May the Peace, Mercy, and Blessing of God Be Upon You

4 thoughts

  1. Excellent write up clearly explains what BlackBerry is up to and why it has advantages. I really appreciated how you write clearly without using terms that only someone who has spent way too much time taking computer courses and not enough time talking to business people does. Your article/blog was superb.

    Now that BlackBerry has built these amazing products they appear to be finally able to start concentrating on selling their solutions – you seem like a huge addition to this team. Please pass on your Blog to BlackBerry marketing – it is exactly what the market needs to read to understand what BlackBerry offers.

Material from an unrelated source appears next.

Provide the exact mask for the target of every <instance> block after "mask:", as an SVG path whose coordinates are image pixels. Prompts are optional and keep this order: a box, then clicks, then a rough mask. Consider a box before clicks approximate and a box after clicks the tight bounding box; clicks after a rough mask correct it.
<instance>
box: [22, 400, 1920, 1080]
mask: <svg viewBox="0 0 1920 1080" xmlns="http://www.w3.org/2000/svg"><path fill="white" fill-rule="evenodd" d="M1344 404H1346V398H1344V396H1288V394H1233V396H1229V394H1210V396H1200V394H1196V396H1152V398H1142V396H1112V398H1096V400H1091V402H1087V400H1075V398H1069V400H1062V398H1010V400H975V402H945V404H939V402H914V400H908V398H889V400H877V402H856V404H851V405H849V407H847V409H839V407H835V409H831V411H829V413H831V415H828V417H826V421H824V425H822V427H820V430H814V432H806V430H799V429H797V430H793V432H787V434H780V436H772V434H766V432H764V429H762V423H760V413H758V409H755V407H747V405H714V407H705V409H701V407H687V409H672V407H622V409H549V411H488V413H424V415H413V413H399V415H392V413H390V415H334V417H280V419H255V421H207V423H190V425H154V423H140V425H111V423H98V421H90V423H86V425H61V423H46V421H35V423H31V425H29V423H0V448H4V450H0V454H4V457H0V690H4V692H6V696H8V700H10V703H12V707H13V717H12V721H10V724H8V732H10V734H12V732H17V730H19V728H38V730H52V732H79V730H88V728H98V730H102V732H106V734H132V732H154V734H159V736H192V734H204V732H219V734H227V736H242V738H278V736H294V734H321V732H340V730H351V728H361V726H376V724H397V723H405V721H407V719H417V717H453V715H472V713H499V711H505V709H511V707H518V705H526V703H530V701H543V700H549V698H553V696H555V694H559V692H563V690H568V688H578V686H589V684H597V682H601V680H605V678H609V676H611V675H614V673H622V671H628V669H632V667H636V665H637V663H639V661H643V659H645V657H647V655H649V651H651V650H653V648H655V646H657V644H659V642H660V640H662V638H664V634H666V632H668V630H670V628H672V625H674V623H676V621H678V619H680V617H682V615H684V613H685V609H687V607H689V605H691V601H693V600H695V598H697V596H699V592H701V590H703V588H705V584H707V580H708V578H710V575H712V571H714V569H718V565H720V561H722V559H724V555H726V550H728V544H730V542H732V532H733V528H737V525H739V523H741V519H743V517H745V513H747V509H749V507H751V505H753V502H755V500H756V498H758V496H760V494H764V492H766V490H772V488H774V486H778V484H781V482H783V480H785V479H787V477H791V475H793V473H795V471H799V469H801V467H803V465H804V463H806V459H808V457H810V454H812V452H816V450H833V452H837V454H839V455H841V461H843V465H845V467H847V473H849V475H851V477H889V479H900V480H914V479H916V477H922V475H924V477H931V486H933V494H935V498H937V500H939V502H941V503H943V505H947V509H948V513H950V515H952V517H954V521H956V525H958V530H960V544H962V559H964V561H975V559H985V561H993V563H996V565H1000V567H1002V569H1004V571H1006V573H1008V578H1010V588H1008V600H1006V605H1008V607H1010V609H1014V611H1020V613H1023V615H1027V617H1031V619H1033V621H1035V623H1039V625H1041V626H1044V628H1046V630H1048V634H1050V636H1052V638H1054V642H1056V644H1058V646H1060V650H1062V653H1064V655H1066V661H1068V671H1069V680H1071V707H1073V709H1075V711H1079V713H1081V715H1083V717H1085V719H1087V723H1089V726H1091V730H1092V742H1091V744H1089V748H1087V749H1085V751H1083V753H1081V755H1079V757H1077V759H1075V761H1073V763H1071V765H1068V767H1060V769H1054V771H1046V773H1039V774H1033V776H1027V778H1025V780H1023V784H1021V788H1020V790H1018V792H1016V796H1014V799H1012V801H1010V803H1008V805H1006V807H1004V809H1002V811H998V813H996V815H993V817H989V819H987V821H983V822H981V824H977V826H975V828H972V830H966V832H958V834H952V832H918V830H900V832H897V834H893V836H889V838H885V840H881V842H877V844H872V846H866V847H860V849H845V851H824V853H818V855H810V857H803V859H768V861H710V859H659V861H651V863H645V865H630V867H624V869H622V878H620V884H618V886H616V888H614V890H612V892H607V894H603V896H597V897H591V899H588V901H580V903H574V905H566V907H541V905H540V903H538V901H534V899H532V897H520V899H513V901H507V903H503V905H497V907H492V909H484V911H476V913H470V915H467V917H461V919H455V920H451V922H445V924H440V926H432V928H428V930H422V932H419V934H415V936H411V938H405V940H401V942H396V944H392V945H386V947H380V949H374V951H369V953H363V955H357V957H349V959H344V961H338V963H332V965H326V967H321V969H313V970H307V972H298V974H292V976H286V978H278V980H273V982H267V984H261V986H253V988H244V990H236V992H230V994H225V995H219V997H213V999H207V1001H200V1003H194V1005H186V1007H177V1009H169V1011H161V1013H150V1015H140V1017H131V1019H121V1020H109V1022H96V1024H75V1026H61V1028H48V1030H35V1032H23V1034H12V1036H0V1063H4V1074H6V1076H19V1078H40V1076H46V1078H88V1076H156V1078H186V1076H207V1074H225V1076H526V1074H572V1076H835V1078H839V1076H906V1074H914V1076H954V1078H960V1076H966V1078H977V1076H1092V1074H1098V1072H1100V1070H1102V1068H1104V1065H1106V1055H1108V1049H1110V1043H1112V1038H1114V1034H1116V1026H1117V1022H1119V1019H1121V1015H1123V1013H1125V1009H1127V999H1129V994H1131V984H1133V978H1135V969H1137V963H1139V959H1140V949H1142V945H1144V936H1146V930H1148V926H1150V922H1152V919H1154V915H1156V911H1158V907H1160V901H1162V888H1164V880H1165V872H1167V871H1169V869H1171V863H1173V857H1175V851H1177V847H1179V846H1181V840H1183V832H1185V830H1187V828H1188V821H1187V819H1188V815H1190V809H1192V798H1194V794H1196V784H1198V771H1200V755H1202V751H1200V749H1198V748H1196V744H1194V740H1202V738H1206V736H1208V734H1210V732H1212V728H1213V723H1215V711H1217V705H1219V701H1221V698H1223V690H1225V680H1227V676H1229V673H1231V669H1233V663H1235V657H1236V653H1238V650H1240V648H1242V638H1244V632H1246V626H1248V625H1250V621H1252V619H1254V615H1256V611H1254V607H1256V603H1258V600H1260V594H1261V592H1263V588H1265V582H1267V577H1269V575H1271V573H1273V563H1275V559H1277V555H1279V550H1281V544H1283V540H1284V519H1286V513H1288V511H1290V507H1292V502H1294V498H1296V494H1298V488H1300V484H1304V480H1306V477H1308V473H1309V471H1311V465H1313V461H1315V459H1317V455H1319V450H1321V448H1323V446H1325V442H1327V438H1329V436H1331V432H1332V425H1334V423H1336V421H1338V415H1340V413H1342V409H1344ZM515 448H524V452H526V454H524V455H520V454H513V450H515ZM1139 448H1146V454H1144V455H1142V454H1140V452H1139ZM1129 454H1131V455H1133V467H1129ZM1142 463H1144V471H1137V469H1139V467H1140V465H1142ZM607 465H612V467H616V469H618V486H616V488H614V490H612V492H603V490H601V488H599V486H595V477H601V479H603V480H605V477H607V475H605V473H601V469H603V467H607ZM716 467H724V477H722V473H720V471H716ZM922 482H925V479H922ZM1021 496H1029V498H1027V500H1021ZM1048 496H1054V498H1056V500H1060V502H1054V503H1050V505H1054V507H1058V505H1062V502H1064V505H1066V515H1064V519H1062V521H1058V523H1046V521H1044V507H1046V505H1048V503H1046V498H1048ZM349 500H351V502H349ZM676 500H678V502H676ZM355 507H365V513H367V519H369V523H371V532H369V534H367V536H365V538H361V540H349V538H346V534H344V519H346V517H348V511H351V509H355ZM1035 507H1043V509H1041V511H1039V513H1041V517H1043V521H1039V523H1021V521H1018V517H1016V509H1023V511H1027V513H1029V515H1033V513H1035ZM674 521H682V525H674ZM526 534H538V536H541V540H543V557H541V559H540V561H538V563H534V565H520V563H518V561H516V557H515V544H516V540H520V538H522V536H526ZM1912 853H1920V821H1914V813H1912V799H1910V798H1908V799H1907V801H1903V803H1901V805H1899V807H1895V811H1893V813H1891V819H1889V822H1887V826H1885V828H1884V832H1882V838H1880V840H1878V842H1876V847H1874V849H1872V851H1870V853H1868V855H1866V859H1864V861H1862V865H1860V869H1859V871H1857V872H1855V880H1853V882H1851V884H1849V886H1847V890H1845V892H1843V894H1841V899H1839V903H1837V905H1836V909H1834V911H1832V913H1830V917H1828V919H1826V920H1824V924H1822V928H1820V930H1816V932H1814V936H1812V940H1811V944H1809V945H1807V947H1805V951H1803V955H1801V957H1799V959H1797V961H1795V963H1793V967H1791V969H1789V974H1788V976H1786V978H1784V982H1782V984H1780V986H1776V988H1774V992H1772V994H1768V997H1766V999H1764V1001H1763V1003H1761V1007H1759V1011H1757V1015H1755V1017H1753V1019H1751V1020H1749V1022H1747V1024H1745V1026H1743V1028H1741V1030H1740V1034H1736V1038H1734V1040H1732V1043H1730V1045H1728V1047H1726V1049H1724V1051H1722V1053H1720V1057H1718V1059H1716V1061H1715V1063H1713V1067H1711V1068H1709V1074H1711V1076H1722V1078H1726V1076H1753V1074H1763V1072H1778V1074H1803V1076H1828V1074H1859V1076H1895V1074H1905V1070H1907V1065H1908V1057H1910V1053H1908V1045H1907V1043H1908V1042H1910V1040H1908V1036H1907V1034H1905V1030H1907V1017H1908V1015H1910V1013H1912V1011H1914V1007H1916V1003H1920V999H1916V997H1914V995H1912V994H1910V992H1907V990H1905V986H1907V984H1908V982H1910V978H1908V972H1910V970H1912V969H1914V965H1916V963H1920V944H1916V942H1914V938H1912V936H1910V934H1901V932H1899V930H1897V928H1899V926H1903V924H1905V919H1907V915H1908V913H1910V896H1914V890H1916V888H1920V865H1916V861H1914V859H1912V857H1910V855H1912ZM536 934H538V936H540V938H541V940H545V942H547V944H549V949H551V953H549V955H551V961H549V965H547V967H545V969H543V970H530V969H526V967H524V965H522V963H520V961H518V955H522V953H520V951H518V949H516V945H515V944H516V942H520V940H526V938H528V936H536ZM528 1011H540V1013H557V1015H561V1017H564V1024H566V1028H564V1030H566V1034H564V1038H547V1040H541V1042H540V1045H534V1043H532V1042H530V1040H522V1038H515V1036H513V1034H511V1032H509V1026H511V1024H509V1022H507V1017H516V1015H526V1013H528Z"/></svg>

    I see you also have quite a bit of Citrix experience, I would be interested on your thoughts regarding Tom coming in as President for BlackBerry from Citrix.

    Thanks so much for a Great Blog

    1. Thank you Andrew that made my day. I see a lot of overall EUC experience coming to BlackBerry via Tom and I think that is exactly what we need to make sure that our UEM and UES portfolios all materialise into seamless user experience.